Maintenant il font la course et sortent des dossiers en nous faisant croire que c'était en cours alors que ça dormait depuis des décennies dans leurs tiroirs.

Leur excès de zèle qui les anime n’a échappé à personne. Il émane d’une envie de conserver leur poste alors qu’ils sont aussi responsables, sinon plus que ces corrompus, de l'état de décrépitude dans lequel il ont mis ce pays sans bouger une oreille.
En quelque sorte ils ont encourager les politiciens à ruiner le pays puisque PAS VU PAS PRIS. Il
Jouent aux vertueux. Quelle mascarade!

La Parole

La lever du secret bancaire est utile pour un contrôle fiscal par exemple, mais les banques sont tenues par le secret professionnel, de sorte que personne ne puisse venir consulter le compte d'un tiers. Un personnage politique par contre peut publier en grandes lignes les éléments qui composent sa fortune, s'il le souhaite.

Honneur et Patrie

La levée du secret bancaire, version Gébran Bassil et son CPL, c'est de la "Poudre aux yeux" pour aveugler les manifestants et le peuple libanais de Naqoura à Arida. Mais, cela ne marche plus. Les Libanais veulent de vraies centrales électriques fixes et non des bateaux turcs...

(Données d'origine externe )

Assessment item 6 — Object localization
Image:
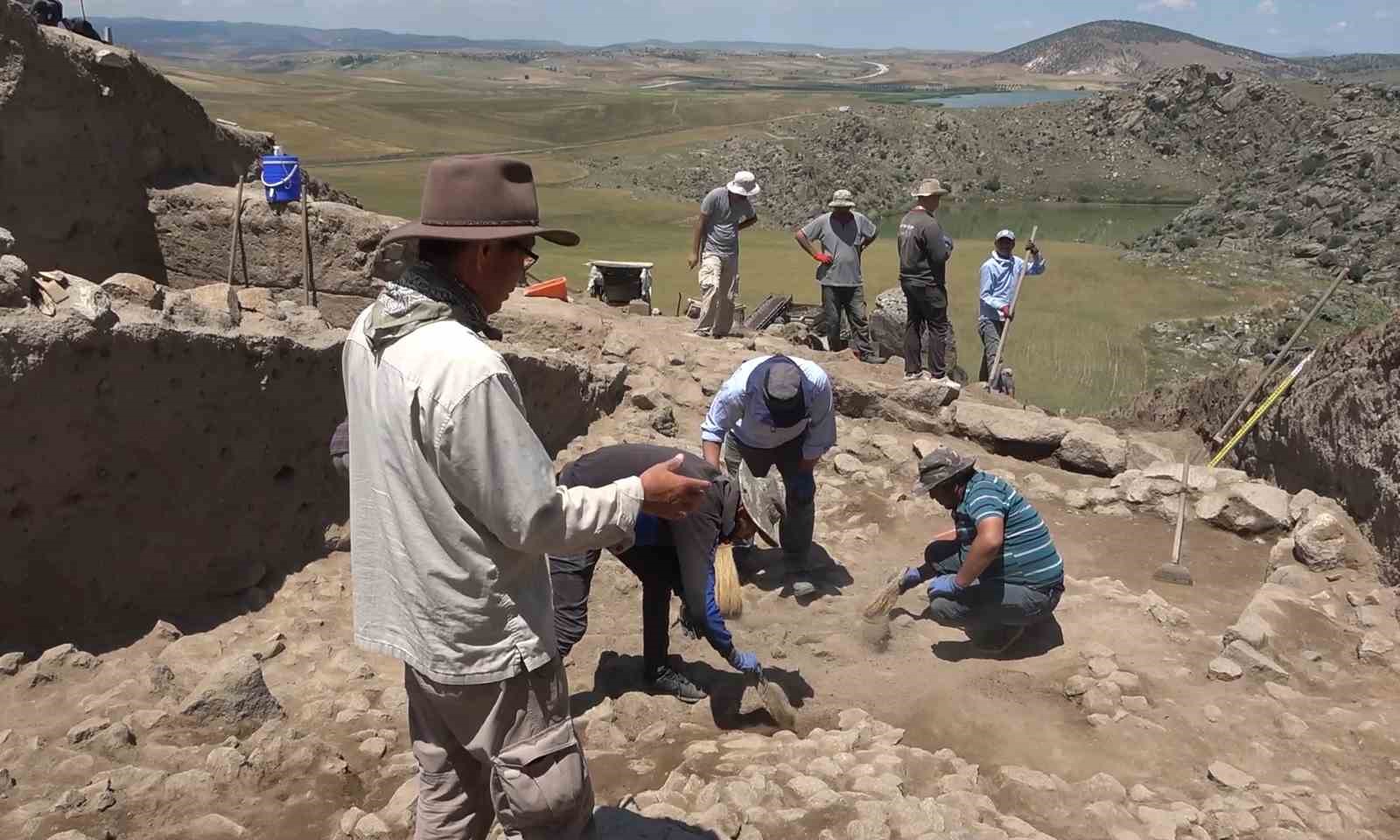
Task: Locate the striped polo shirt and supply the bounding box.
[954,472,1064,588]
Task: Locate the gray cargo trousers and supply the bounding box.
[719,431,816,571]
[403,658,593,840]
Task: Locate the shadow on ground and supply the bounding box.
[593,805,718,840]
[733,543,856,606]
[569,651,816,730]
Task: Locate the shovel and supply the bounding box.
[1152,455,1195,586]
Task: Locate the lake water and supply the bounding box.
[914,89,1094,108]
[878,201,1183,248]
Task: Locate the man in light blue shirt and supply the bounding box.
[977,229,1046,390]
[700,354,836,570]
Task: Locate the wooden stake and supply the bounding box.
[987,224,1040,390]
[301,177,317,306]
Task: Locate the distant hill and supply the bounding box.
[973,21,1316,79]
[91,17,570,59]
[598,38,845,53]
[1298,53,1400,73]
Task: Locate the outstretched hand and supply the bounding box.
[641,455,710,520]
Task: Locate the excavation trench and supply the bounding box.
[0,315,626,653]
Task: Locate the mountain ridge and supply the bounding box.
[971,19,1316,79]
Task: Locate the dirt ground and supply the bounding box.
[0,297,1400,840]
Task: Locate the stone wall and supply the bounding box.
[0,304,626,648]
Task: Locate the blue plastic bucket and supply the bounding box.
[262,154,301,205]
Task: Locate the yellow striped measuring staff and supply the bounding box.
[1208,350,1318,466]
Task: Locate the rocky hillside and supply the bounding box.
[973,21,1314,79]
[1130,73,1400,297]
[586,101,1221,227]
[1130,312,1400,584]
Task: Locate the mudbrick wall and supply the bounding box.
[0,308,626,649]
[0,0,271,282]
[1131,318,1400,584]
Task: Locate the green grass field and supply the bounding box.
[166,67,1288,413]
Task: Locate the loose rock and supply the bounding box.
[180,656,282,731]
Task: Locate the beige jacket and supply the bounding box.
[341,310,642,684]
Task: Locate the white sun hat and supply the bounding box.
[726,171,759,196]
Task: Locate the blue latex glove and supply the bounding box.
[730,648,759,674]
[788,472,816,501]
[928,574,963,598]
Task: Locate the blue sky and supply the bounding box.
[102,0,1400,53]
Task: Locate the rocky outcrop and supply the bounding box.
[1125,66,1400,288]
[1130,318,1400,583]
[0,0,271,280]
[149,184,403,326]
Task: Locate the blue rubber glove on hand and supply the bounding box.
[928,574,963,598]
[730,648,760,674]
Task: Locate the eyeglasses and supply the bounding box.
[506,240,539,271]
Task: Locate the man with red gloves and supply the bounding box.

L'EXPRESSION DE LA LIBRE ANALYSE

BIEN SUR QUE NON. L,ARGENT A FAIT DES AILES ET A ATTERRI DANS LES PARADIS FISCAUX ET DANS DES COMPTES CAMOUFLES. MAIS UN GRAND NOMBRE, MUS PAR LE SENTIMENT DE L,INPUNITE, ONT PU QUAND MEME GARDER L,ARGENT AU LIBAN, EN SWISSE, EN FRANCE, EN ANGLETERRE ET DANS D,AUTRES PAYS. FAUT DEMANDER A CES PAYS DE PROMOUVOIR LES DETAILS SUR LEURS COMPTES ET CEUX DE LEURS FAMILLES. UNE GRANDE PARTIE POURRAIT ETRE RECUPEREE.

Saliba Nouhad

Mais tout ceci n’est que de la poudre aux yeux des gens!
Comme l’a si bien dit Mr Daher, il suffit de comparer les avoirs et patrimoines de tous ces individus au début de leur carrière politique, avec leurs salaires et autres revenus légaux et aussi avec leurs comptes en banque, leurs dépenses et leurs trains de vie ainsi que leurs avoirs en liquide, investissements et patrimoine au moment de l’enquête!
Un simple calcul comptable pourrait facilement dévoiler la dimension des magouilles et des scandales, à condition qu’on puisse obtenir toutes ces informations en toute transparence!
Il est aussi évident que tout politicien dont la fortune dépasse les dizaines de millions de dollars depuis sa prise de fonction publique serait d’emblée suspect et devrait être investigue de près...
Tout ceci est très beau en théorie, mais la réalité est bien différente!